Ratner — whose wife, Karen Ranucci, runs the radio-TV-Internet news program “Democracy Now!” — is a board member of the Culture Project, 45 Bleecker St., where from Sept. 12 to Oct. 24 an Impact Festival will concern itself with many of these same issues.

He himself has not been to Guantánamo since the early 1990s, when he went down to fight the good fight for Haitian refugees who — in 110-degree heat — were sweating out entry to the United States from detention camps down there.

But C.C.R. lawyer Gita Gutierrez has been to Guantánamo of late, more than once.

“The center now has six people full time on this,” said the ever-enthusiastic, ever-youthful, ever-rational 63-year-old Michael Ratner. “And we work with 500 attorneys all over the country. Jews, Christians, Muslims, everybody. Big firms, small firms. The center itself directly handles 200 of the cases.”
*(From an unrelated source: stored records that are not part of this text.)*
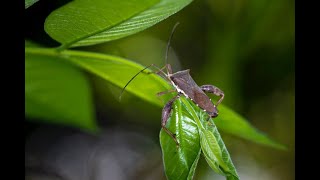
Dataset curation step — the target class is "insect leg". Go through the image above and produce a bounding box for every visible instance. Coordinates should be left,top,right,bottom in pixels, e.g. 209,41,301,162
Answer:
200,85,224,106
145,64,171,82
157,89,177,96
161,94,180,146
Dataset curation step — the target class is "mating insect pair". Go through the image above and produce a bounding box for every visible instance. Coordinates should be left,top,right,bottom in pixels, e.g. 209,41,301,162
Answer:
120,23,224,146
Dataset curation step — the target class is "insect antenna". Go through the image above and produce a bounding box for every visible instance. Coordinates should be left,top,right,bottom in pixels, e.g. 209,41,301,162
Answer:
165,22,180,74
119,64,153,101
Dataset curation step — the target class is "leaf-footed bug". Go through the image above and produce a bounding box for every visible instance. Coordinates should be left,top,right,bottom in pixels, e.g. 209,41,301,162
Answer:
119,23,224,146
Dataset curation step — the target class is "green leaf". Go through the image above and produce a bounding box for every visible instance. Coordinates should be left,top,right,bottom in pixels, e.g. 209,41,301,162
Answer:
214,105,287,150
45,0,158,48
25,48,97,132
26,48,284,149
68,0,192,47
160,99,201,180
26,48,171,106
180,97,239,179
24,0,39,9
45,0,192,48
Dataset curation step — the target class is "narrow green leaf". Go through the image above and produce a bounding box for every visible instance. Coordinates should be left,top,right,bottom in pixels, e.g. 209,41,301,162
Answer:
45,0,158,46
72,0,192,46
160,99,201,180
25,48,97,132
26,48,171,106
24,0,39,9
180,97,239,179
214,105,286,150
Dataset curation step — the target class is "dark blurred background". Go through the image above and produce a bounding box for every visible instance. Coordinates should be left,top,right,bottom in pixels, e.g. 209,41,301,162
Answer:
25,0,295,180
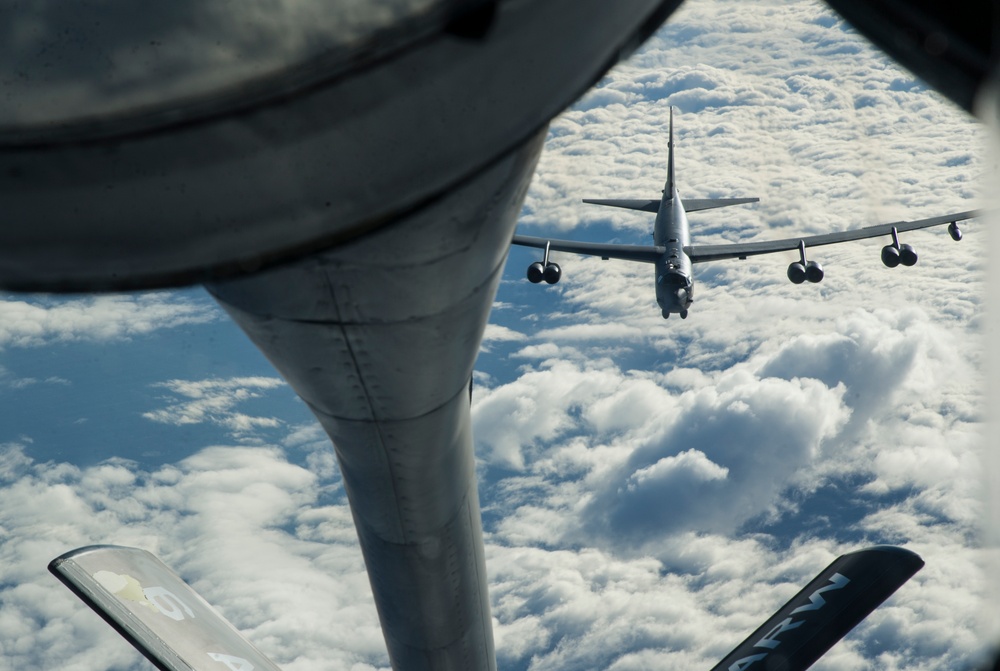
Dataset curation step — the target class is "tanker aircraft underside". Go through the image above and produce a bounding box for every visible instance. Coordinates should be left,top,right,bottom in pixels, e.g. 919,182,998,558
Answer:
512,108,979,319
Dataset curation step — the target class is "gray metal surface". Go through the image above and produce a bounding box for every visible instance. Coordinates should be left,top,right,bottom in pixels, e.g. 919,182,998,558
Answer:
208,133,544,671
0,0,679,291
0,0,680,671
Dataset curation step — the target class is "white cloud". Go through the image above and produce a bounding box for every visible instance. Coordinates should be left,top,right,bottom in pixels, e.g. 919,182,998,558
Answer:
142,377,285,438
0,0,988,671
0,445,387,671
0,293,221,347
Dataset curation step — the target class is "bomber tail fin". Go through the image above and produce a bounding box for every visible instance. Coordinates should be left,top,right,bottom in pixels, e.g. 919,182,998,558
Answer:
712,545,924,671
663,105,674,198
583,106,760,213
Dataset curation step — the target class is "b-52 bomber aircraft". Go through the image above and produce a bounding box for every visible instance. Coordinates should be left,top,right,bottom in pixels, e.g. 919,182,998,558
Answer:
511,108,978,319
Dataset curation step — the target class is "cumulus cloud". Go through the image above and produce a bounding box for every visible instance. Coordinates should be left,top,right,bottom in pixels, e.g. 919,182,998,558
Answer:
0,293,220,347
0,445,387,670
142,377,285,437
0,0,988,671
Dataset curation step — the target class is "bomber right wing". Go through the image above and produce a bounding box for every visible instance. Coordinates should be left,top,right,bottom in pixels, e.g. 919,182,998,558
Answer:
684,210,980,263
511,235,666,263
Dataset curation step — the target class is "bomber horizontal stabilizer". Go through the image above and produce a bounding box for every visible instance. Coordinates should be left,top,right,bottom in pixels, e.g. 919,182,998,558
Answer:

The center is also working in concert with the American Civil Liberties Union in their parallel cases against the Bush administration’s uncontrolled, warrantless electronic surveillance, through the National Security Agency and other bodies, of any communications (telephone calls, e-mails, etc.) by anybody anywhere in the United States — not least, lawyers for the Center for Constitutional Rights.

Because C.C.R. represents “enemy combatants” at Guantánamo and Muslim immigrants detained in the U.S. without criminal charges post-9/11, and its lawyers thus engage in many communications with clients, family members and lawyers outside the U.S., the center felt there was little question its attorneys were being spied on.

In the particular matter of C.C.R. v. Bush, a case lodged Jan. 12 of this year, in Federal District Court for the Southern District of New York, the government is now, in Ratner’s words, “taking the ‘State’s Secrets’ defense [before Judge Gerald E. Lynch], putting some material ‘in camera’ where no one can reach it. We will reply soon.”

The government — that is, the Bush administration — has said that there are now some 460 remaining detainees, from 41 countries, at Guantánamo, down from a onetime high of more than 700.

“And the government says it no longer uses dogs. I would hope that dogs — originally directly authorized by Rumsfeld — are no longer used anywhere.”

That’s another reason, Ratner said, that Bush & Co. have reason to now try — via the Congress — to overturn the Supreme Court’s “earth-shattering” June 29 decision.

“If dogs are used, by the Geneva Conventions that is a war crime. If the Geneva Conventions don’t apply, no war crime.”

All in all, the president of the Center for Constitutional Rights is reasonably happy. And reasonably cautious.

“We won in 2004 by 6-3. We won now by 5-4 [figuring that Bush-appointed new Chief Justice John Roberts, who recused himself, would have voted nay]. So,” Michael Ratner says blithely, “we’re getting close to tyranny by one vote.”

One thing he does know. Since the last time he talked with this newspaper, the place name Guantánamo has journalistically picked up an accent on the middle “a.” It’s even on his computer’s spell check that way — once with an accent, once without.